Kinesis stream enrich failing

Hey guys - in the past few days ive started running into some issues with our realtime stream-enrich.

I have a collection of errors that i keep running into and was hoping you could provide some insight:

ERROR com.snowplowanalytics.snowplow.enrich.kinesis.sinks.KinesisSink - Writing failed. java.util.concurrent.TimeoutException: Futures timed out after [10 seconds]

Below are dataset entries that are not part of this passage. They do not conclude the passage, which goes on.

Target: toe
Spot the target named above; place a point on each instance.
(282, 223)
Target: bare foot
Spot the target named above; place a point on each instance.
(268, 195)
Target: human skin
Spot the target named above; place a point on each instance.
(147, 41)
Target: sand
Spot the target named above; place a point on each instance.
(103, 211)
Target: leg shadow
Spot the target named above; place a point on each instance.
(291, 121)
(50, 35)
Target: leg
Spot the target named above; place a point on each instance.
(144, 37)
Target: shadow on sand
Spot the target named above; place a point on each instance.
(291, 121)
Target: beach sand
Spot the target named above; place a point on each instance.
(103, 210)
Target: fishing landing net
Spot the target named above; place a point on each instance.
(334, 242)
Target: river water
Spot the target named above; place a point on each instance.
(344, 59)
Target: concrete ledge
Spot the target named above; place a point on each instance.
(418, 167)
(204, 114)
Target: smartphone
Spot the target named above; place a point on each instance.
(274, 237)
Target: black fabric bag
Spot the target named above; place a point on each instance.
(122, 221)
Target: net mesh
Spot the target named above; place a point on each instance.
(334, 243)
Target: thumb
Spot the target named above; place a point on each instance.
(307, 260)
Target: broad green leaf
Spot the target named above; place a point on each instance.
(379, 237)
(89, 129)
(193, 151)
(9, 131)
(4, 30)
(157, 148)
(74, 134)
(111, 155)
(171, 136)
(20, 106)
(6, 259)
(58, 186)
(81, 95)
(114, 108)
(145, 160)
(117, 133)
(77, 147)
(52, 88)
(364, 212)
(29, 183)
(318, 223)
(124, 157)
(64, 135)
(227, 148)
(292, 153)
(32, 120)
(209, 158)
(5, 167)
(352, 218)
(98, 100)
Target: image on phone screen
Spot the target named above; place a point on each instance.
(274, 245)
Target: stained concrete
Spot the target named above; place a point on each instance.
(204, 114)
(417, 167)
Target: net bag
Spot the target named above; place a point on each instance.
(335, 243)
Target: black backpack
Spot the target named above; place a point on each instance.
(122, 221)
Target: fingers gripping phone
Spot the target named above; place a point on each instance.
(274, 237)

ERROR com.snowplowanalytics.snowplow.enrich.kinesis.sinks.KinesisSink - Writing failed. com.amazonaws.AmazonClientException: Unable to marshall request to JSON: Java heap space

I am running this on an EC2 (m4.Large) on a Kinesis stream with 9 shards
config:

enrich {
  source = "kinesis"
  sink = "kinesis"
  aws {
    access-key: "default"
    secret-key: "default"
  }
  streams {
    in: {
      raw: "good"
      maxRecords: 100
      buffer: {
        byte-limit: 1000000
        record-limit: 50
        time-limit: 30000
      }
    }
    out: {
      enriched: "enrich"
      bad: "bad"

      backoffPolicy: {
        minBackoff: 10000
        maxBackoff: 600000
      }
    }
    app-name: "dynamo-table"
    initial-position = "TRIM_HORIZON"
    region: "region"
  }
}

I have also tried adjusting the backoff policies to larger and smaller, as well as adjusting max records and buffer size.

Thanks!

hi @13scoobie

As per description of one of your errors:

You reached mac capacity of Kinesis stream. In CloudWatch you may examine if you lose data. I would suggest to add a shard or two asap. Note, that enriched data stream has bigger requirements than raw due to the new data added by enrichment itself.

Thanks @grzegorzewald - it turns out that it was not Kinesis that was the problem (from what i have found so far, but instead had to do with scaling the # of EC2’s running the scala app.

We had started to see a latency in getting data into Elasticsearch, but since have put each of the scala Apps into an ASG, and data is flowing in.

It is weird we would get a throughput provision error, but i am thinking that some of the problem came from trying to read and write to so many shards with a single worker, rather than putting behind ASG and scaling the # of workers based off amount of data.

That makes sense @13scoobie - for our Managed Service customers we choose an instance type that can support 2 shard workers (within 1 KCL instance) comfortably, and then we basically need shard count/2 as the number of EC2 instances hosting that app within the give ASG.

1 Like

awesome! thank you. Going to update my ASGs now.

Cool! Remember that with the KCL you can have more shards than workers (though of course that could lead to lag), but more workers than shards will leave workers sitting idle.